In this chapter, we're going to implement background jobs into our project. Let's start by completing these three webhook events from our previous webhook implementation. So right now I don't have anything running and I am on my main branch. I'm going to go inside of source app API webhook route dot ds and the first thing I want to add is call session ended. So let's go ahead and add an else if here Event type is equal to call session ended.
And inside of here, I want to get the event as call ended event, which we can now uncomment, as well as these two. And we can get the meeting ID from call custom because this is a call event. This was a session participant event. So that's why we had to do a different way of grabbing the meeting ID. But in here, we can use our custom field and check if it's missing and throw an error.
And if it is actually finished and we have the meeting ID, we can go ahead and update that meeting to be processing and give it the ended at date. And only do that if we have a matching meeting ID and the meeting status is active. So in case this fires twice, we don't want to add new ended at date here. We can only do it once. So we are only doing it for a meeting which was currently set to active and now it's set to processing.
So that's one event down. Now let's do a transcription ready and call recording ready. So let's start with the transcription ready event. Else if event type is equal to this. So in here we have to do the same thing get the event payload as call transcription ready event and get the meeting ID using the call CID and split because of the specific format here.
And then in here, we're going to go ahead and we are going to update the meeting with the new transcript URL. So updated meeting and set transcript URL to be event call transcription dot URL, where we have a matching meeting ID here. And then I'm going to add to do call ingest background job to summarize the transcript Like that. So what we can do here for now is check if there is no updated meeting, and then we can simply throw an error like we did in the previous instances. Meeting not found.
And let's do a 404 here. And let's go ahead and do one more event. So we can actually copy everything from here. And let's do else if event type is call.recording underscore ready. You can go ahead and paste everything inside of here and this will be the call recording ready event meeting ID will be accessed the same way.

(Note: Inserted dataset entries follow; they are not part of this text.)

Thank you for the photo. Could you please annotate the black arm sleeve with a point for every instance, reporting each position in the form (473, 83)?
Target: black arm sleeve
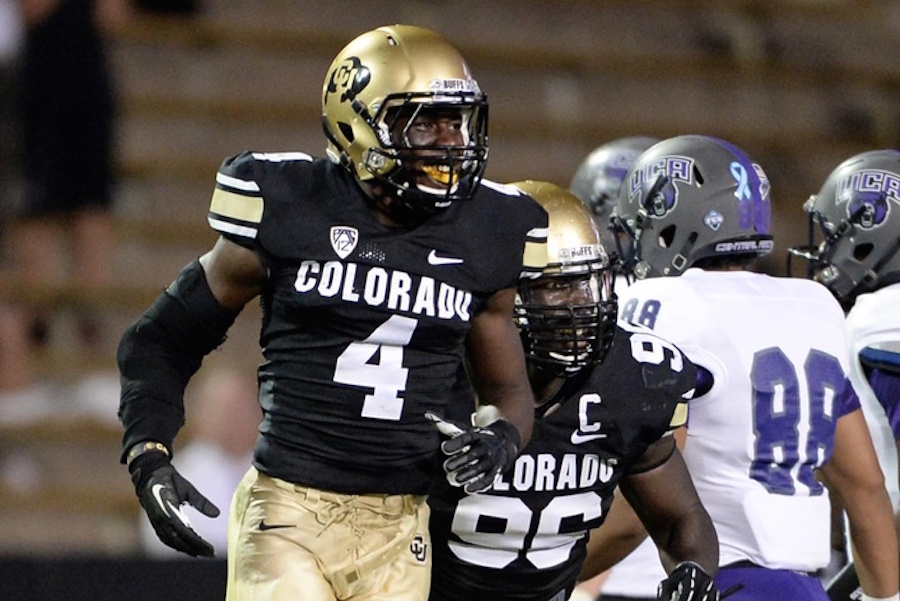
(159, 354)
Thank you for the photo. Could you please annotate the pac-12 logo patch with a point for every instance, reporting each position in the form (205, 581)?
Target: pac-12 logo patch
(343, 239)
(419, 548)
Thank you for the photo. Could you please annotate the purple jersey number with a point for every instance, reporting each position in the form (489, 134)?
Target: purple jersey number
(777, 414)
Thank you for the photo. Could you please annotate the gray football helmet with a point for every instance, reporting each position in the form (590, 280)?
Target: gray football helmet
(856, 215)
(598, 178)
(567, 316)
(690, 198)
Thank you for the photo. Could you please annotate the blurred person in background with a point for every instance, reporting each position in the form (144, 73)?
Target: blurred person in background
(60, 233)
(775, 410)
(854, 250)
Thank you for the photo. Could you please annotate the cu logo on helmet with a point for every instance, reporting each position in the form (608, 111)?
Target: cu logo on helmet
(868, 193)
(351, 77)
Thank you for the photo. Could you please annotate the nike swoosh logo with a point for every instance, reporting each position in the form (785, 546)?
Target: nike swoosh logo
(263, 526)
(434, 259)
(156, 491)
(579, 438)
(167, 507)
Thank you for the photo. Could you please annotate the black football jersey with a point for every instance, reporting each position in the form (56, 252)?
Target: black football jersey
(363, 325)
(525, 538)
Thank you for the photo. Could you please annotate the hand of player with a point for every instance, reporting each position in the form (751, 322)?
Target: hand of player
(688, 582)
(162, 491)
(477, 455)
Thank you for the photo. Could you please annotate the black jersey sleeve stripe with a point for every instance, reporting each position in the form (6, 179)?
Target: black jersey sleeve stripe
(236, 206)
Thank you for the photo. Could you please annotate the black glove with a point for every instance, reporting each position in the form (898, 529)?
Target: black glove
(477, 454)
(162, 491)
(688, 582)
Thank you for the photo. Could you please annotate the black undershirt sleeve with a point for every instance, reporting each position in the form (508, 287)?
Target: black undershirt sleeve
(159, 354)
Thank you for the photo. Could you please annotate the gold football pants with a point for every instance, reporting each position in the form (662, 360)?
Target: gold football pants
(288, 542)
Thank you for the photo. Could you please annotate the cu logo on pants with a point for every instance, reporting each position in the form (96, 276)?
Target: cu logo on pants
(418, 548)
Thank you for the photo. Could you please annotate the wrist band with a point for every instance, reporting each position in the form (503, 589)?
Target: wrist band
(146, 447)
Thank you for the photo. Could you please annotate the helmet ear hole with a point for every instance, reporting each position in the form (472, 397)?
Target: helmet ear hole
(667, 235)
(862, 251)
(347, 131)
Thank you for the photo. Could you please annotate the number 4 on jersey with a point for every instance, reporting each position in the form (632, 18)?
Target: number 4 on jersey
(386, 376)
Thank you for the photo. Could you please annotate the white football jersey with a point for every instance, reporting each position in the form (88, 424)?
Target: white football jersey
(874, 321)
(776, 349)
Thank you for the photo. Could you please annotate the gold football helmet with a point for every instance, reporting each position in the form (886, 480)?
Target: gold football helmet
(376, 87)
(567, 316)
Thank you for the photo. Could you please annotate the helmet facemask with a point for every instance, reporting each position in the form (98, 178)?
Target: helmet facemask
(426, 178)
(382, 81)
(567, 320)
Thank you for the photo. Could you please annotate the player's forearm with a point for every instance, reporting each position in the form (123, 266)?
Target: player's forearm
(518, 409)
(620, 534)
(691, 538)
(874, 541)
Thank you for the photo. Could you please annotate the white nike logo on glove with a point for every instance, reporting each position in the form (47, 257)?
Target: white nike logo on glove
(167, 506)
(434, 259)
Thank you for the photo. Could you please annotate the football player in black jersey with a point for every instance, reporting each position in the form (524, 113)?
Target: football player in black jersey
(378, 268)
(607, 398)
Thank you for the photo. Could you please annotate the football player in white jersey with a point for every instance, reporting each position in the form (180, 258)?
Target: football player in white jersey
(856, 216)
(776, 415)
(596, 183)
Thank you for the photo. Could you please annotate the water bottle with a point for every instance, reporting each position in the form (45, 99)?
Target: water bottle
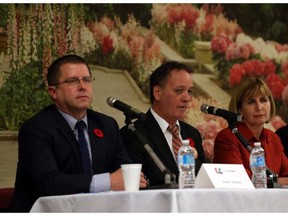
(186, 165)
(258, 166)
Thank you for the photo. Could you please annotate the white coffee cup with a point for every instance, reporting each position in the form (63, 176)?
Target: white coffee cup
(131, 176)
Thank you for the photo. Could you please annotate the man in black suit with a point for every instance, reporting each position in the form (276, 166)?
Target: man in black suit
(50, 161)
(170, 93)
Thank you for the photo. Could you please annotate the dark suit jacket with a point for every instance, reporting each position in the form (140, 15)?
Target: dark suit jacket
(283, 134)
(153, 134)
(49, 157)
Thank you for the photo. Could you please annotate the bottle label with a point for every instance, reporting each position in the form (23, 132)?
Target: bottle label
(186, 159)
(259, 161)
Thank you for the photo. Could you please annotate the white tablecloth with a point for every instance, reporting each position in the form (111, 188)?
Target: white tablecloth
(185, 200)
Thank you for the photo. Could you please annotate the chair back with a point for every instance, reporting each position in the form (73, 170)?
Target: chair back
(6, 195)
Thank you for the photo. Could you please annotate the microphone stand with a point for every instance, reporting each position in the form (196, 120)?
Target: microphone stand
(170, 178)
(272, 178)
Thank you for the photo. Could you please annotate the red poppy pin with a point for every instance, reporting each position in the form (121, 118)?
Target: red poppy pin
(98, 133)
(191, 142)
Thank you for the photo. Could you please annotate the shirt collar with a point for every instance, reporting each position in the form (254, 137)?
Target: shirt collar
(162, 122)
(71, 120)
(248, 135)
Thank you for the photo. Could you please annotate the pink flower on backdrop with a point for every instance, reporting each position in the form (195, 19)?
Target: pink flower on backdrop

And in here, you won't have to actually return this at all. Just go ahead and update and set the new call recording URL. So these events will only fire the call recording ready and the transcription ready if in the meeting procedures you enabled the transcription to be auto on and recording auto on. Otherwise these events will not fire at all. So what I suggest you do now is go inside of your Neon Console, Tables, Meetings here and delete all of your meetings.
Make sure you have a clean slate here. Then go ahead and do npm run dev and npm run dev webhook. So you have a webhook running. Now let's go ahead and refresh and I'm going to create a new meeting here. Okay, so I just created a new meeting and I'm going to start the meeting and I will have just a quick conversation with the math tutor which should join any second.
And now that it has answered my question, I will simply end the call. And I will go back to meetings here and you can see that now this is actually set to processing because it actually captured my call session ended and it set it to processing here And what should be happening now is I should be receiving my transcription ready and recording ready events. And I should be able to see that in here. If it's finished, I can see the transcript URL and the recording URL. So in the transcript URL here, you can see what we talked about, right?
And in the recording URL, you will be able to see the actual recording of the event. Perfect, so both of these are actually working. Looks like we have successfully created recording ready and transcription ready events. Now that we have finished all of our webhook events, let's go ahead and let's implement a proper background job by configuring Ingest. So you can use the link in the description to let them know you came from this video.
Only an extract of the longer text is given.